Aug 28, 2017 03:42PM ● Published by Digital Media Director

By: Alex Strauss

This summer, Sanford Health extended its clinical trial opportunities to its youngest patients when it was selected to become a member of the National Institutes of Health’s Neonatal Research Network (NRN).

The network was established in 1986 to conduct multi-center clinical trials in neonatal medicine. There are 15 trial sites across the country and Sanford Health is a participating hospital with the University of Iowa. Members of the network design and implement clinical trials across the network for high-risk babies.

Neonatologist and clinical investigator Michelle Baack, MD, will lead the effort for Sanford Health. Infants enrolled in studies at Sanford will be followed after discharge through the NICU’s follow-up clinic led by neonatologist Laurie Hogden, MD. The follow-up clinic will help study the effect of early childhood care throughout the child’s lifetime.
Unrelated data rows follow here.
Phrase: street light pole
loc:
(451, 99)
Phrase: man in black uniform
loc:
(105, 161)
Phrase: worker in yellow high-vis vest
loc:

“This is really going to broaden our research involvement,” says Dr. Hogden, who trained at Cincinnati Children’s Hospital, which is also part of the NRN. “The NRN is a group of major large academic centers with large NICUs and they are the leaders in driving neonatal care. For us to be able to participate, is exciting.”

The network seeks to solve the issue that few institutions see more than a few very high-risk babies every year. “By putting large centers together, you suddenly have a lot more babies to study so we could create trials that could involve a lot more infants,” says Hogden. When you have a larger number, you can analyze outcomes statistically.”

Sanford nurse Jennifer Klawitter understands the research value of such a network on more than just a professional level. Two-and-a-half years ago, her daughter Klara was one of those high-risk babies. When Clara was delivered at just 26 weeks, she weighed 1 pound 0.3 ounces.

“She had three doses of surfactant at birth, was intubated for 8 weeks, had eye ablation surgery, a G-tube, and a hernia repair and was on oxygen when she came home,” says Klawitter. “As a parent, I appreciated the fact that every treatment they did for Klara could be backed up with research. They could explain very articulately why one treatment may be better than another based on the research.”

 “This is great for Sanford because it elevates our care and our awareness, but it is also exciting for neonatal care in general,” says Dr. Hogden. “When you look at a map of centers involved, the Great Plains is minimally represented. So our involvement will really add to the value of the NRN by enabling it to include a broader range of patients, backgrounds, and genetics.”

In the past, the network has gathered and used data to better understand mortality rates for very low birth-weight babies and the causes of early-onset sepsis. Sanford’s first clinical trial as part of the NRN will examine the use of hydrocortisone as a way to help get NICU babies off of mechanical intervention after preterm birth.

“I am not surprised that Sanford was chosen for this network,” says Klawitter whose daughter now weighs 19 pounds. “I can’t wait for the world to see what they can do here.”